Learn to set boundaries on destructive behavior, whether it is your own or that of your spouse.

Loving unconditionally does not mean that one should not say “no” to abusive and destructive out of control impulsive behavior. We all know that we need to be said “no” to sometimes, since what we are doing at the time is destroying relationship. To communicate a clear “no” to abusive, controlling, or manipulative behavior is to protect the relationship from that which is destructive. Often a person needs to develop a better sense of themselves as having dignity and value before they can say “no” effectively. To continue to allow abusive behavior to go on in one’s marriage is continuing to let the lion live in the house and be disruptive. There’s no way the relationship can ever become safe enough to grow.

When saying “no”, try to do this in a way that is clear, but not abusive, controlling, or manipulative. However, when a person is beginning to learn to say “no”, it may not come out that way, and that’s ok. All growth begins somewhere.

“God, sometimes it is hard to know what to say “no” to in our relationship and even if I know, it’s hard to do it. I get afraid that I will be made to pay, either directly or by loss of relationship and I’m not sure I have the right to say “no” – the opposing voices get pretty loud sometimes! Help me to get centered in You as my primary security so that I can be strong enough to set appropriate and necessary boundaries – for my health, for the good of my partner, and to give our relationship a chance to grow into something good or better.”

Work on communicating directly, honestly, and kindly in your daily lives.
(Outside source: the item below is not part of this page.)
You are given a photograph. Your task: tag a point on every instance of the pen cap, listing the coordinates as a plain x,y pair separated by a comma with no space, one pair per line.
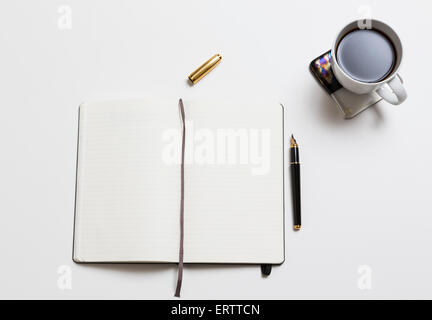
205,68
The only way to experience true intimacy in a relationship is by each person being willing to share honestly and directly out of where he or she really is, even though it may surface some conflict. Often it takes time to make the relationship safe enough for this kind of communication to take place – walls have been built up over time and those walls may continue to keep some distance between you and may not come down overnight. But, as you practice directness, honesty, and kindness as a lifestyle, the natural longings for true intimacy will continue to work for both of you, drawing you together.

“God, I think I want to be the kind of person you created me to be, but I can’t become that alone – I need help. Will you help me to make the changes that are mine to make and allow the rest to be in Your hands?”